Tip #3: You need to be a little patient.
Genre shows, especially in the SF/F realm, are dependent on building an audience by word of mouth. The aficionados of these kinds of series have been burned so many times that they have become rather cynical about what they are going to see. If they like it, they will spread the word to their friends…even those who aren’t fans of the genre. That takes a bit of time–more time than is needed for an easily recognizable drama or sitcom.
For shows of this ilk it’s necessary for the number-crunchers to pay less attention at the beginning to the raw numbers and more to what’s being said in public forums on the Internet. SF audiences invest themselves into shows. If the favorable buzz isn’t trending upwards, then it’s time to worry. If it is, then the show needs the time for the audience to find it. This method is somewhat outside of what most network execs are used to, but SF/F is a different animal.
Tip #4: Thou shalt not make the show impenetrable.
This is for the show’s creative team and is related to Tip #3. Almost all shows evolve into more-or-less serial storytelling. As the backstory becomes “canon”, it informs what happens later. It’s the nature of long-form storytelling. There comes a point in this serialization that a show becomes difficult for those not already watching a show to join in.
While I’m not advocating a hard-and-fast non-serial rule for SF/F shows, I do think that care must be taken, especially in the early season(s), to make the show accessible to a wider audience. Part of this can be done with the title sequence entertainingly explaining the premise (e.g., Gilligan’s Island). Part of it is having the creative team take a step back every couple of episodes and asking themselves how confused people would be who haven’t been watching from the beginning. Catch-up webcasts might not be a bad idea.

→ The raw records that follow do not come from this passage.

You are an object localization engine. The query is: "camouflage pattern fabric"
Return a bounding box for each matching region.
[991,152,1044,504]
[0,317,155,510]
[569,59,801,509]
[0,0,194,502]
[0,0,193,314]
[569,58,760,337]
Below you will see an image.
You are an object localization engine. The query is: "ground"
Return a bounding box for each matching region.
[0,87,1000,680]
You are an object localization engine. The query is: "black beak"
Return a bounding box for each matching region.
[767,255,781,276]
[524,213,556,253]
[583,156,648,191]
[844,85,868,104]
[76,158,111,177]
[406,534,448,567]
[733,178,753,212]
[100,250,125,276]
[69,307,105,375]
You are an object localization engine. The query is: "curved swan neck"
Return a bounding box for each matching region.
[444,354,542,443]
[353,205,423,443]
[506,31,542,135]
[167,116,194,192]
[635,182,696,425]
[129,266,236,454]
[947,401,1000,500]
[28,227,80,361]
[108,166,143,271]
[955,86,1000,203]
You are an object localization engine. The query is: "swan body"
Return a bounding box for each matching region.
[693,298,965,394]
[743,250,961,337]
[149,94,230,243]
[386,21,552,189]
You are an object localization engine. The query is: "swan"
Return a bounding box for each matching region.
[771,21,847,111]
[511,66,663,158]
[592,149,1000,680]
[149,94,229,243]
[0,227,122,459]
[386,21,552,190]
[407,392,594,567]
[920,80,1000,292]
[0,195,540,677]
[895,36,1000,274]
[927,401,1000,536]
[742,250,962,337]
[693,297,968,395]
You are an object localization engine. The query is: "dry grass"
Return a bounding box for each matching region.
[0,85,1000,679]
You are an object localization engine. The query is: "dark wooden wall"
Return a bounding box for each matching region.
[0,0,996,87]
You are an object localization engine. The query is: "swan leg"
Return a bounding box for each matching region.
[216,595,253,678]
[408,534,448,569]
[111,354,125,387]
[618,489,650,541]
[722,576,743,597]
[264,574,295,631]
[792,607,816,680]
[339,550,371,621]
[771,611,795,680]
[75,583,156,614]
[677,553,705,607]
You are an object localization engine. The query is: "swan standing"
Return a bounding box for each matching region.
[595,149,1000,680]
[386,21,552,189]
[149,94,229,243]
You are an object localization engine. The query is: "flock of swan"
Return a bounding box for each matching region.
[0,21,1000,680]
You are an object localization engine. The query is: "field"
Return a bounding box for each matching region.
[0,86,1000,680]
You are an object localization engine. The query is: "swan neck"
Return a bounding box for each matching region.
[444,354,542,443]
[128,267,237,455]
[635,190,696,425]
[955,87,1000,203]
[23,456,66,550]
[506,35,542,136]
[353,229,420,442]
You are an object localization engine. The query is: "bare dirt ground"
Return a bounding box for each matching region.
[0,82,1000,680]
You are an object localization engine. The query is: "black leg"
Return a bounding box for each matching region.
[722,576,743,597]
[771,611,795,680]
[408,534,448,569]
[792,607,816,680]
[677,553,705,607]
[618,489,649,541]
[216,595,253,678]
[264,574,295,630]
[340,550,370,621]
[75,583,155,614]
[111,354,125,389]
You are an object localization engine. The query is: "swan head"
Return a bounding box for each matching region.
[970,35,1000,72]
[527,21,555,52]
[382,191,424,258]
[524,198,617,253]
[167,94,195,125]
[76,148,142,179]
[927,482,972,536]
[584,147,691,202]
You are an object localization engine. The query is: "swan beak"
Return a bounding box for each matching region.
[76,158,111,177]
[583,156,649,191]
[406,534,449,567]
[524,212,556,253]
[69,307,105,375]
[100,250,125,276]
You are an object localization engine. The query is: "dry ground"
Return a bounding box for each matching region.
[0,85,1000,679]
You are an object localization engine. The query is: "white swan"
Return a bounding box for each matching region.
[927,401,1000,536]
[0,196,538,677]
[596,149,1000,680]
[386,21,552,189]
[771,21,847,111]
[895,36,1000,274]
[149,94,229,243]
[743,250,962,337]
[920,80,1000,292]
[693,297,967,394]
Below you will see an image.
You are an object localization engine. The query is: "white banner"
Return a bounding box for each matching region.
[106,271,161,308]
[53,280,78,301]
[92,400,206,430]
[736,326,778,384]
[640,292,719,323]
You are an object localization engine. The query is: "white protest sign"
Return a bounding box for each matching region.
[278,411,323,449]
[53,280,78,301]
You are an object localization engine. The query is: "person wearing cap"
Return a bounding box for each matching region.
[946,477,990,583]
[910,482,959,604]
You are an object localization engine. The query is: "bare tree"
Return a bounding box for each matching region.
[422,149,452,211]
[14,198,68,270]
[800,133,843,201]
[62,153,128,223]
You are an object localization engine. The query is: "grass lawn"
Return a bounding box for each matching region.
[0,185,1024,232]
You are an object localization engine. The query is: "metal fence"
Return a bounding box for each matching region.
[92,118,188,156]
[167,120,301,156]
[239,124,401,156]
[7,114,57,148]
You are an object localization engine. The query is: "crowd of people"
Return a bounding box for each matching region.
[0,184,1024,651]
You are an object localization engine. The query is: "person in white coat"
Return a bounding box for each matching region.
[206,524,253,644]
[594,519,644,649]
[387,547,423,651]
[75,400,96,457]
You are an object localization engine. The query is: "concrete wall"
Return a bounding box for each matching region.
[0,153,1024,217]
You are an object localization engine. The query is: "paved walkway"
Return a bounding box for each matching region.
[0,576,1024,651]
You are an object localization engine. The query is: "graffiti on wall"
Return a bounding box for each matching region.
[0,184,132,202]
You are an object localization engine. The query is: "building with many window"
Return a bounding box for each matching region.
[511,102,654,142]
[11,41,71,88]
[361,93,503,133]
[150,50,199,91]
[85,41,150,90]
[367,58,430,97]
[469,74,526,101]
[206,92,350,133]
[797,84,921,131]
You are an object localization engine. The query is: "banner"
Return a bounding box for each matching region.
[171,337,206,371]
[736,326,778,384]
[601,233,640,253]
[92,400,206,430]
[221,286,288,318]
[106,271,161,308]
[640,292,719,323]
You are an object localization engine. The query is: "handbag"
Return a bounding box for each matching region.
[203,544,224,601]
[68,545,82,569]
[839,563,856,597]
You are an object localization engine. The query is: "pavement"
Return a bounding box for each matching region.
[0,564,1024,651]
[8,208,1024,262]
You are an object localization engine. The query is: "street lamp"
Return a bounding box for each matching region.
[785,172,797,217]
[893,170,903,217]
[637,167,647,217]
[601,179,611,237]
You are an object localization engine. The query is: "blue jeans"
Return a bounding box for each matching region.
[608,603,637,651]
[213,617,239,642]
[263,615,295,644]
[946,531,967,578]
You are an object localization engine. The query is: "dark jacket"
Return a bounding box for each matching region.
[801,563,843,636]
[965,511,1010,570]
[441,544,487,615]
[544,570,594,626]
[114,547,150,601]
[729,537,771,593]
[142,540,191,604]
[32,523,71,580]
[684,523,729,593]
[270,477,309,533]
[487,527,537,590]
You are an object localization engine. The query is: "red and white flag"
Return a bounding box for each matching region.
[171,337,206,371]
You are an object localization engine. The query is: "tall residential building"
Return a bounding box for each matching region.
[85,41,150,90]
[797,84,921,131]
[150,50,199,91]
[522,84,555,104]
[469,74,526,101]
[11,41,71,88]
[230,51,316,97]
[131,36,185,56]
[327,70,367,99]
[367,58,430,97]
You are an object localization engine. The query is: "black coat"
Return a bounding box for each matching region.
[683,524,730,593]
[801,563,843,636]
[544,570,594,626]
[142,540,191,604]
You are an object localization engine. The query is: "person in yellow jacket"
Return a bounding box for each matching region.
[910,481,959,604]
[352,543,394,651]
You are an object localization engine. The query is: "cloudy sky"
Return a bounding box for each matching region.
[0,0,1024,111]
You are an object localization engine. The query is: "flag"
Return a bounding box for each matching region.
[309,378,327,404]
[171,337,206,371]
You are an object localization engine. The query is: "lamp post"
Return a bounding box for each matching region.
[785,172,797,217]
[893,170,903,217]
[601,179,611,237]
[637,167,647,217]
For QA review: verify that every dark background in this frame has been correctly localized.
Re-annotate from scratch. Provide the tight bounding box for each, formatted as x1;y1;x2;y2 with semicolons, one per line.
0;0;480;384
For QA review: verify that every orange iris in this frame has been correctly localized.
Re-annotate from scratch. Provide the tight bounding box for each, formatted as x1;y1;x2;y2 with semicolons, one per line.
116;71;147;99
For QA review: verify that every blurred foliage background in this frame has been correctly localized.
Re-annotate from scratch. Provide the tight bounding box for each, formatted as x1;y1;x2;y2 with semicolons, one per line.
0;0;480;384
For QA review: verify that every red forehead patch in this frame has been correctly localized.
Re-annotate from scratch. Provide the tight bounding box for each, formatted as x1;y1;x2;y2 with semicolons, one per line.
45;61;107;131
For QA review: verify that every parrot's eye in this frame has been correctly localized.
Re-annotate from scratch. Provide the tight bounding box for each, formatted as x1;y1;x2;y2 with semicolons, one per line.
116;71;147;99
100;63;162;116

Unless it’s a pure audience-participation whodunit, it is also very important to answer audience questions during the run of a season, not just during finales. Audiences tire of creative coyness and cleverness. They know when they are being played by giggling writers and producers. After a fashion, they’ll walk. Let the story, not (exclusively) the episode number, inform the releasing of information.
Tip #5: Buying Into It
This is one of those hook-line-and-sinker sort of deals. Everyone has to buy into making a project a success. Yes, it applies to all TV, but (again) SF/F is a little different. Just expecting the geeks/nerd/fanboys/fangirls/etc. to tune in just because “they don’t have a life” and you have spaceships or aliens or some fancy “papasmurferator” that “bojubs” just doesn’t cut it. From the creative side you need strong acting and writing. The network side needs that patience I mentioned before, money for production, and a will to sell the product. Time and time again SF shows are lost on networks because after the pre-launch promo blitz you are (seemingly) never again reminded that the show is on the air–even when it changes time slots (often to Fridays).
I think the “buying into it” part of the exercise is tough for the networks because, as I said, they have trouble understanding SF/F. They don’t get it, and they don’t embrace the genre’s core audience. As a result the marketing effort goes wanting. With that lack of committed marketing, the shows — rather predictably — wither on the vine.